Is D05.SI attractive on valuation today?
DBS trades at 15.23x earnings and 2.47x book, with a 4.79% dividend yield. ROE is 16.57%, supporting a premium to peers. Near‑term momentum is strong, though technicals are near overbought. For long‑term buyers, scaling entries on pullbacks toward the 50‑day average can balance value and trend.
What could sustain the SGX IPO pipeline after UltraGreen?
More high‑quality issuers in healthcare, energy transition, and consumer tech could follow. Clear profitability, sensible pricing, and post‑listing liquidity matter. If deals price well and trade up, confidence builds, encouraging more supply.
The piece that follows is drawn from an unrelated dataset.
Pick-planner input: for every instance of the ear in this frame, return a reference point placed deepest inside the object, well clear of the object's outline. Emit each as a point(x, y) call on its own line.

That cycle supports DBS underwriting, trading revenues, and broader market participation from funds and family offices.
What are the key risks to the DBS fee outlook?
A risk‑off backdrop, weaker earnings from new issuers, or delayed approvals can slow listings. If pricing windows close, underwriting and advisory fees ease. Macro shocks, higher credit costs, or rate swings can also pressure bank shares. Active risk management and diversified revenue lines can soften the impact.
Disclaimer:
The content shared by Meyka AI PTY LTD is solely for research and informational purposes. Meyka is not a financial advisory service, and the information provided should not be considered investment or trading advice.